Reputation: 47
I have currently looked at imputeTS and zoo packages but it does not see to work Current data is..
group/timeseries(character)
1 2017-05-17 04:00:00
1 2017-05-17 04:01:00
1 NA
1 NA
1 2017-05-17 05:00:00
1 2017-05-17 06:00:00
2 NA
2 2017-05-17 04:31:00
2 NA
2 NA
2 NA
2 2017-05-17 05:31:00
I would like to fill in NA with the interpolation time series so that the time is the mid point of the row before and after. Also, i have to point out that each time series belongs to a group. Meaning the time resets for each group.

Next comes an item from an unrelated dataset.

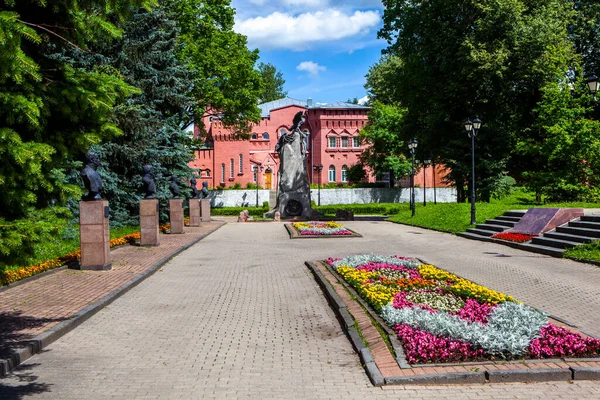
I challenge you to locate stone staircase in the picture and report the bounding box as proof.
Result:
[457,210,527,239]
[457,211,600,257]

I will provide a picture of the actual data to be more clear
Thanks for the help in advance!
Upvotes: 1
Views: 1412
Reputation: 7730
imputeTS and zoo do not take chars or timestamps as input for their interpolation functions. (usually interpolating chars does not make sense)
But you can give characters as input to the na.locf function of zoo. (the last observation is carried forward with this function)
The best solution for your task should be the following (I am assuming you have the date given as POSIX.ct)
# Perform the imputation on numeric input
temp <- imputeTS::na_interpolation( as.numeric ( input ) )
# Transform the numeric values back to dates
as.POSIXct(temp, origin = "1960-01-01", tz = "UTC")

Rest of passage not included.